Really interesting. So, at Palen Creek, we had, of the 160 odd, we had three people positive, which was quite interesting ____ think about that, Palen Creek being a low-security beautiful beautiful prison. If you have a need to go go there. There is no fences, so that said, it is a 2-foot high fence that’s falling over, and that is pretty much the fence. So, what the guards were telling us is that a lot of people obviously using injecting drugs, but when they get their drugs thrown over the fence, the 2-foot high fence, they also get a swag bag full of clean needles, so, in this prison they have got a peer run harm minimisation resource of clean, sterile injecting drug equipment. So, that’s fantastic isn’t it? Unfortunately, the prison guards, they showed us the bags that have confiscated, like…. Ah, why did you confiscate them, that’s right… but yeah obviously that’s what we have to do, but so, potentially it’s because of they are running their own needle syringe program in there. The women's prison was a bit higher, so that was about 10%, which is what you would expect, that was a moderate medium-secure prison, so that’s probably what you would expect, and at Helana Jones where there was only 20, those 10% we had two or three pickup there.
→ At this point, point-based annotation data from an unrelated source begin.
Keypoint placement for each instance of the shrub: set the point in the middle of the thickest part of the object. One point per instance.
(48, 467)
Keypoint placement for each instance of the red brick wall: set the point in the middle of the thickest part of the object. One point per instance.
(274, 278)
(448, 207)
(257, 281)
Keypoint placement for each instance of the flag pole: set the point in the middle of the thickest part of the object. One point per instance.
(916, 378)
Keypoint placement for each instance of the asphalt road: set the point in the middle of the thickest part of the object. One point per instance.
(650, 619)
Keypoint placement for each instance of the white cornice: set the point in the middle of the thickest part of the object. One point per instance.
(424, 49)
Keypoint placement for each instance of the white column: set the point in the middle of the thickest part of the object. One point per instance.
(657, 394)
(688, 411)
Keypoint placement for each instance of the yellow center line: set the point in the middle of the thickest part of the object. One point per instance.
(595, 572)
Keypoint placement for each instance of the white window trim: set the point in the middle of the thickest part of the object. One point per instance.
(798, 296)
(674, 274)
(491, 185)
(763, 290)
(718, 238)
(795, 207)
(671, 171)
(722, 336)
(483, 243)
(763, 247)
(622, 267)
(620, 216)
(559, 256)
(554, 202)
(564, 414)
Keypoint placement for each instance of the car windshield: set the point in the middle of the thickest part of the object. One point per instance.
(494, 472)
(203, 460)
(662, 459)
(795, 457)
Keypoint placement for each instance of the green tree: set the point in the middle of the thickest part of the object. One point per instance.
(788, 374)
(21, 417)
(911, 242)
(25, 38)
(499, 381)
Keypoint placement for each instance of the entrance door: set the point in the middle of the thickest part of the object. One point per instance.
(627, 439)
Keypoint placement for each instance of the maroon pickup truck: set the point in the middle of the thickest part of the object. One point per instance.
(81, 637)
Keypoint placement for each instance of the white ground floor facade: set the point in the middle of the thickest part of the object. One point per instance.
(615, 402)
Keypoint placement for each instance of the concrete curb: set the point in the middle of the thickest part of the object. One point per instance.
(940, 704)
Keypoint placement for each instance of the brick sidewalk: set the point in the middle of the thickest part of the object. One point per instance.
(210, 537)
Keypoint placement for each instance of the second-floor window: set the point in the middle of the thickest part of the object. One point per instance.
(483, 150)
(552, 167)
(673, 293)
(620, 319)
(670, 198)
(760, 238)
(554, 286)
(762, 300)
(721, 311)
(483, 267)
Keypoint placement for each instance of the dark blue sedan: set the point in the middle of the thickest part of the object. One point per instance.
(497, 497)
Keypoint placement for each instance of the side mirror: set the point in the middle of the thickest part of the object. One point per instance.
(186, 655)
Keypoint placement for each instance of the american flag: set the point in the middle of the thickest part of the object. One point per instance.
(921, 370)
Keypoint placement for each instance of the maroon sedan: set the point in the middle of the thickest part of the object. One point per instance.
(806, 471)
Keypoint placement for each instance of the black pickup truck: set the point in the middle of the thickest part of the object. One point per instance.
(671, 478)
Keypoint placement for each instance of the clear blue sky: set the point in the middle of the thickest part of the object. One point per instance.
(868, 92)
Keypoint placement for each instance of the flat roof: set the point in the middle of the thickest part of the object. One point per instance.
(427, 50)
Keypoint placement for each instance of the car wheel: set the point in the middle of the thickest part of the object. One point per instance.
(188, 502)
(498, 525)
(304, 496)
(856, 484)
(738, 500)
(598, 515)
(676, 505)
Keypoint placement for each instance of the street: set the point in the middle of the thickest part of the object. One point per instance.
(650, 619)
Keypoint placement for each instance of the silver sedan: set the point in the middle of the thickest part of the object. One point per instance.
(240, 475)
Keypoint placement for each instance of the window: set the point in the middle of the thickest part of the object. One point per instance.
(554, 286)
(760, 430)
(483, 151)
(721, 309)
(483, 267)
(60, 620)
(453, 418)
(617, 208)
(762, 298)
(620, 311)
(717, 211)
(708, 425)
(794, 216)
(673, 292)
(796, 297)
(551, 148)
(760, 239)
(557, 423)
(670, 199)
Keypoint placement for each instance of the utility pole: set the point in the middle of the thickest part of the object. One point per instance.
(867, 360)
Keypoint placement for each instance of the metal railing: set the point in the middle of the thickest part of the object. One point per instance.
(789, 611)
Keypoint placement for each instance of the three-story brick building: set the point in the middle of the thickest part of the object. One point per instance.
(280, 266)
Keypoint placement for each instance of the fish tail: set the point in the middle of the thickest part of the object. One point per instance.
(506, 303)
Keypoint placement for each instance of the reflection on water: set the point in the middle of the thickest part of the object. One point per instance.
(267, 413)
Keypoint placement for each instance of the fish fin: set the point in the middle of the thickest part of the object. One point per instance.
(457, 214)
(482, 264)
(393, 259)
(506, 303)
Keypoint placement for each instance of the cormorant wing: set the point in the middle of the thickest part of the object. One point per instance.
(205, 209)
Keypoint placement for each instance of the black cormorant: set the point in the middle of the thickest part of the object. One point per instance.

Thanks Joss. Great presentation. Two comments. Comment from John, he would like to reinforce the isolation for drug and alcohol work in primary care, it is very necessary to maintain professional links in this type of work, local CNC, local drug and alcohol person, other colleagues. One important comment, Robert has shared, as mentioned The Language Matters resource is available, I have just googled it on my mobile phone and it’s the top one that comes up, so it’s two pages of some excellent language to use and some other languages that are better avoided. So, I am afraid that’s all we have time for this evening on behalf of our webinar partner ASHM, ASHM of course is the Australasian Society for HIV, Viral Hepatitis and Sexual Health Medicine. We thank you very much to everyone for attending and we hope you enjoyed the webinar. Also a big thanks to our presenters John, Robert and Joss for sharing their knowledge and time this evening. We hope to see you all for the fourth webinar of this session series, Hepatitis C in Primary Care (Queensland) on Wednesday, 14th of July. This webinar is intended for Queensland participants only and will be slightly geared towards Queensland, but we would still welcome participants from other states. Good night and a great evening. Thank you very much.